Haidra smiled like spring thaw. “Unbelievable? Or too far ahead?”
The women nodded.
“You won’t believe it,” Haidra said, hitting the mark. “We’re a noble-run state, yet we don’t have that split—nobles sneering at commoners, commoners spitting at nobles.”
Medith nodded again. Before coming, she’d combed through records—monarchies, aristocracies everywhere. But this felt closer to a world made one, all under heaven as one hearth.
People set aside rank; many still struggle, yet they try to blend, not high or low, only the bedrock of faith and respect.
In that soil, quiet and harmony grew. The nation prospered; hearts held steady—fortress-strong.
“That’s His Majesty’s charm. Who’d imagine he could turn scarred Eunomia into this in just thirty-five years?” Haidra’s voice carried a devotion like temple bells at dusk.
“Maybe… the Queen’s utopia picked the wrong direction,” Medith said, thinking of Queen Laxis. “If she joined hands with me, we could shape a perfect utopia for the Elvenfolk.”
She knew better than most: only strength holds peace, a truth hammered in wartime embers.
Did humans make peace out of pity for the Elvenfolk? No. Never. If that were true, why issue a war edict at all?
Even a god, if it shows fatigue, can be dragged from the throne and killed—how much more any other race?
She thought half-high walls and an ‘indestructible’ ward could stop humanity. But just as Medith foresaw, that was a sham utopia dangling over a cliff.

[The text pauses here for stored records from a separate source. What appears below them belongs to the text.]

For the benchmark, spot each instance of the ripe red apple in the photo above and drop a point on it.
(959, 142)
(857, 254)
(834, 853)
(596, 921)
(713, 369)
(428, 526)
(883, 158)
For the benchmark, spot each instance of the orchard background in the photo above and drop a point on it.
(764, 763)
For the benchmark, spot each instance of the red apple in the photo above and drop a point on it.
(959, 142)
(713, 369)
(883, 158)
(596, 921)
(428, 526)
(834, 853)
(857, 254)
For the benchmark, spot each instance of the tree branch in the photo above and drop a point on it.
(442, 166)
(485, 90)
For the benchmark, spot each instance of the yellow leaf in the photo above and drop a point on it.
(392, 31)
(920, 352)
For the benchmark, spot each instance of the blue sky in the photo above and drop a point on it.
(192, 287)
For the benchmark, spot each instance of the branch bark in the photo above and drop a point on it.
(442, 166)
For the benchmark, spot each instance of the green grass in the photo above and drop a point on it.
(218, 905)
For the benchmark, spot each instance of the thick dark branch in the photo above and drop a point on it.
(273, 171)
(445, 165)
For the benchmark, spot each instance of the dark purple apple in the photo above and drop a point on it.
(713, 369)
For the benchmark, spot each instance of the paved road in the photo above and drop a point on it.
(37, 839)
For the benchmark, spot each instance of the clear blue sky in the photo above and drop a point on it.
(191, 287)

Humans haven’t attacked for one reason: they simply haven’t found the true heart of the Elven City.
“Only the strong earn the right to speak of peace,” Medith breathed, the feeling landing like a falcon on the wrist before the words took wing.

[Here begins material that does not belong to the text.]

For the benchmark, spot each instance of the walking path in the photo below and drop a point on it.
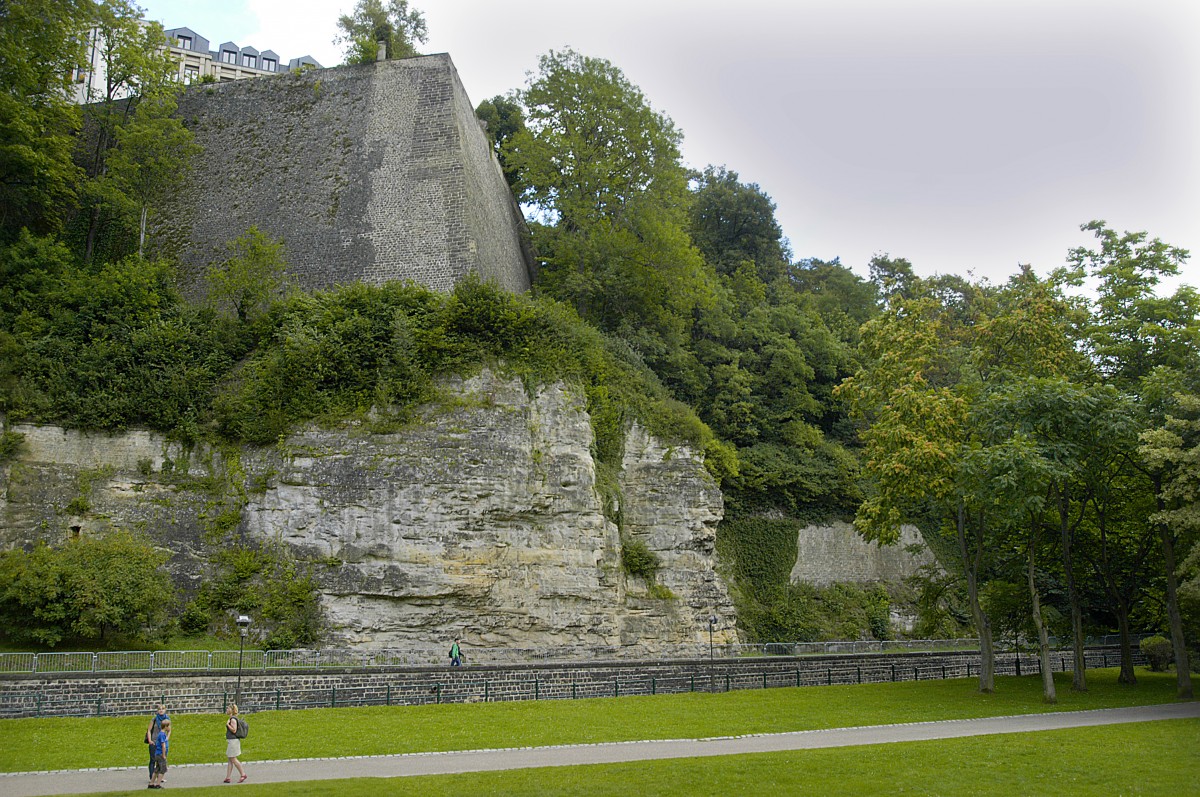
(76, 781)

Haidra tried to argue, but her station and sight made the truth sink deep. In some way, it’s a skewed logic—but painfully real.
Behind Medith, Euticles listened, sigh soft as ash. “The girl’s grasp of war is frightening… only…”
“Every war aims, in the end, at peace,” Medith said, voice steady as a lantern in wind. “Those who take joy in war, who spark it on purpose—are not human. They’re demons. Remember that. Never mix them up.”
At that, the elder’s smile showed, relieved as dawn. She hadn’t lost her head, hadn’t turned into that damned shape.
Everyone nodded hard, carving the words into the heart like runes on oak.
After that, they pressed on, until…
…
December 3, 9:24 a.m. They reached the foot of Verdant Spirit Mountain. The road had been smooth, like a clear stream. The Dusk Legion banner and the Eastern Nation standard snapped in the wind; all who saw them stepped aside as if from a storm-front.
Guilty hearts most of all. A hundred-strong squad from the Southern Kingdom spotted the Dusk Legion’s colors and vanished into the brush in a breath—like legions melting before a white banner.
“Commander—!”
“Ah— it’s the Commander— I’m dying—” The cry rose from the cliffs like skylarks spiraling.
Lina and Rita wore their usual Green Sprite outfits. Thousands of green Sprite archers lined the escarpment in a single gleaming rank. The scene struck grand, a curtain of emerald and bowstrings.
While Medith was away, the Sprites sealed the old Mountain Bandit path with cordons, and raised tall watchtowers like spears of timber. In the Glimmering Green Forest, sprites flashed between treetops—playing, sparring, whispering love beneath leaves.
Couples hid in the high crowns, burning with sky-high romance on the canopy’s edge.
The Boundary River now bore a bridge, guarded by fully armed sprite sentries. Dusk Legion patrols passed from time to time. Areas once restricted or unexplored opened under a swelling strength, frontier pushing out like grass after rain.
“My, it’s barely been a while, and this place finally has shape,” Medith said, a quiet pride blooming like tea in warm water.
She watched them laughing in clusters, stepping into forest once forbidden by the Queen. They brought back exotic fruits and rare wonders, and the women’s delight rang bright as bells under leaves.